Türkiye’de Eğitim ve Sistem” adlı yazımı da okuyarak aslında bu yazının eğitim ve öğretim ile ilgili kısmına daha detaylı erişebilirsiniz.
Aslında asıl hedef almak istediğim konuya değinmek istiyorum biraz. Eğitim ve öğretim diyoruz hep. Öğrenim kısmını ezberci sistem işe alışılagelmiş bir şekilde hallediyoruz. Öğrenim kısmında ise büyük bir boşluk var. Aile ve okul birlikteliği ile gençlere en doğru yolu göstermek hedefimiz olmalı iken neden bu konuyu bu kadar önemsizleştiriyoruz.

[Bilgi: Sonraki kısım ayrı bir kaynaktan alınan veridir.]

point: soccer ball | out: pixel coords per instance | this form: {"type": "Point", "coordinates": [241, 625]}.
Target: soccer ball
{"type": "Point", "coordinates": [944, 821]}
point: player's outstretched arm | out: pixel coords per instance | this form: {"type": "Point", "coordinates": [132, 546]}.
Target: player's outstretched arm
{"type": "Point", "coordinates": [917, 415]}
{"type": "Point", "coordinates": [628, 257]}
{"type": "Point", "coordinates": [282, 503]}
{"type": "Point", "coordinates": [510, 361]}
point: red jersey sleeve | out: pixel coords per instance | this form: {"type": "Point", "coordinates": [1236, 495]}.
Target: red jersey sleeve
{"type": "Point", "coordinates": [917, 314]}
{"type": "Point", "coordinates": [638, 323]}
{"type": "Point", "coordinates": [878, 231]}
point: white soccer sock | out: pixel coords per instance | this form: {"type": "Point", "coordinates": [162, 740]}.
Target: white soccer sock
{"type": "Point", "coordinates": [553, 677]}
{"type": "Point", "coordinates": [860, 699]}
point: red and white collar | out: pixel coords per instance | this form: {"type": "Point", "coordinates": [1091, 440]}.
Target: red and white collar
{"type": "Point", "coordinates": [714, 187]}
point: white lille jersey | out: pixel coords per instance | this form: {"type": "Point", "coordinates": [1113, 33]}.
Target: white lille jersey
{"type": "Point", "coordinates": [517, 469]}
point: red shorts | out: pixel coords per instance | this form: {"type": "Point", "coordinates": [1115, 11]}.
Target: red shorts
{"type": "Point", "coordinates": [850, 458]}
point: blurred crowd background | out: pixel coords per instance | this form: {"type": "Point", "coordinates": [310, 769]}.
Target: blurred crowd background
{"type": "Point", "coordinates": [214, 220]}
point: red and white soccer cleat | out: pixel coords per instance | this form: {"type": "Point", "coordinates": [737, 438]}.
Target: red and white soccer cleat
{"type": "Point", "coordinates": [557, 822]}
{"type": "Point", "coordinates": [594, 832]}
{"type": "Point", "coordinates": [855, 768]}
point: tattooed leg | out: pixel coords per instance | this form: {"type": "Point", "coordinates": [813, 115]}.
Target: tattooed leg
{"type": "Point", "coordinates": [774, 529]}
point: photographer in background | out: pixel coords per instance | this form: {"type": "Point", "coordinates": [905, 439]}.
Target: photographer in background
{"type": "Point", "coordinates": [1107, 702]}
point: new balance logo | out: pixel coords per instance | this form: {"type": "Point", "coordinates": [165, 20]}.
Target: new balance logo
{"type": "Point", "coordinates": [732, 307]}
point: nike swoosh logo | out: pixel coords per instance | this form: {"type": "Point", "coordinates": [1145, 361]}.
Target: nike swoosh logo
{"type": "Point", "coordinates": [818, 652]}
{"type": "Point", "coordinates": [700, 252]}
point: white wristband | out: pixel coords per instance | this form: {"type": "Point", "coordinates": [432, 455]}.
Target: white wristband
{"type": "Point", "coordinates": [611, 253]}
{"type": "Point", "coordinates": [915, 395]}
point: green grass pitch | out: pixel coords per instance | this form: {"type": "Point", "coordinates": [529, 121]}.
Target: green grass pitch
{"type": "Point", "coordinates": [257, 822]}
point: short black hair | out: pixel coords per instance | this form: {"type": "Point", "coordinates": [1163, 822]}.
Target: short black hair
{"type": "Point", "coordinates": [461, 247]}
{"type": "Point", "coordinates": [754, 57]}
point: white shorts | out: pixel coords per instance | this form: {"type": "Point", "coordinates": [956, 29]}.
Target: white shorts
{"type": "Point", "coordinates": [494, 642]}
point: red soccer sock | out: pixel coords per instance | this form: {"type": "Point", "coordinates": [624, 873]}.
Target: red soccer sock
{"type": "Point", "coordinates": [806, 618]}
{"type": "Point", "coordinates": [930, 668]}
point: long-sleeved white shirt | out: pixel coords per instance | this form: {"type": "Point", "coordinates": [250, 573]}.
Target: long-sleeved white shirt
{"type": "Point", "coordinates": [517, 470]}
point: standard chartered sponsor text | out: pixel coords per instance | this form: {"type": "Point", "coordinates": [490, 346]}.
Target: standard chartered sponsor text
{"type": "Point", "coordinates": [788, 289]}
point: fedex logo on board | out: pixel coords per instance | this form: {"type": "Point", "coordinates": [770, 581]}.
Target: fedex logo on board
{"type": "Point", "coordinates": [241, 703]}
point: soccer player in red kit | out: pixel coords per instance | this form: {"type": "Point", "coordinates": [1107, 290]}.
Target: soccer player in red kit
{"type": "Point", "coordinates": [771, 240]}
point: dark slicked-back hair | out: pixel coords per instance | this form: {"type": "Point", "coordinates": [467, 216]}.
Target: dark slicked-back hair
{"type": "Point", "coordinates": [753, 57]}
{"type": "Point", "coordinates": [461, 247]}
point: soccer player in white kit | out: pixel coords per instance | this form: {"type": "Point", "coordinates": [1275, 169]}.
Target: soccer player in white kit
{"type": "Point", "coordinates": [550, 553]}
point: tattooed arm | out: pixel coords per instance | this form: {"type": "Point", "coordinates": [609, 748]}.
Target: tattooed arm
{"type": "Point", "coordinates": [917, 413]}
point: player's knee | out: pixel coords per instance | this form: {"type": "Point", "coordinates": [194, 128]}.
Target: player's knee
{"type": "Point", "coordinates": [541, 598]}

İlkokul cağında daha küçük olan çocuklar dünyanın ne kadar kötü ve acımasız olduğundan bihaber iken bu durum lise yıllarından tam bir fiyaskoya dönüşüyor. Zaten bir şeyler hakkında bilgi birikimi edinmekten ise pratik bir şekilde soru çözerek daha yüksek bir mevkide olamayı ve bilinçsizce kolay yoldan para kazanmayı gençlerimize doğru bir fikirmiş gibi aşılamış vaziyetteyiz. Neden fikirlerini kendileri doğru bir şekilde verebilecek bireyler yetiştirmiyoruz.
Öğrenim bakımından yetersiz kalmış insanlar etrafımızda o kadar fazla ki artık onları toplumun bir parçası olarak görüyoruz. Daha önce de bahsettiğim gibi anormal olmak belli bir toplum tarafından yapılan eylemlerin, fikirlerin ve yaşam biçiminin dışında bulunmaktır. Fakat bütün toplum anormal denilebilecek eylem ve fikirlere sahip ise o eylem ve fikirler normal karşılanmaktadır. Hırsızlık, tecavüz,  insanlara zarar verme gibi zarar verici eylemler ülkemizde günde defalarca işlenen suçlardan bazıları. Bunları çoğaltmak emin olun çok kolay. Ama neden bu hareketlerin yanlış olduğunu en başında insanlara aşılamıyoruz.
Ülkemizde eğitimin zorunlu olması aslında olmaması gereken bir durum. Neden diye soracak olursanız eğitim almak istemeyen bir insan eğitim almadığı gibi eğitim almak isteyen insanların de başarısını olumsuz yönde etkiliyor. Liselerde zorunlu eğitim ile gelen insanlar başarısızlık sonucu zaten öğrenim hayatından uzaklaştırılıyor. Ama eğitim kurumlarından bu insanları uzaklaştırana kadar bir çok insanı da zehirliyor.  En basit örnek; sigaraya insanlar genel olarak lise yıllarında başlıyor. Burada sigara içen insanları kötülemek yanlış olur. Herkesin kendi iradesi ile yapmış olduğu bir eylem fakat bu eylem zaman içerisinden diğer insanların özenmesi sonucunda yayılıyor ve bir bakıyoruz ki sigara içen insanların sayısı gün geçtikçe artıyor. Daha sonradan ise bu alışkanlıkları azaltmak için kamu spotları, caydırıcı fiyat etiketleri ve benzeri şeyler ile kötü alışkanlıklardan insanları kurtarmaya çalışıyorlar. Burada insanları kötü alışkanlıklardan kurtarmak yerine insanların kötü alışkanlıkları kullanmalarını/başlamalarını engellemek daha yerinde bir karar olacaktır.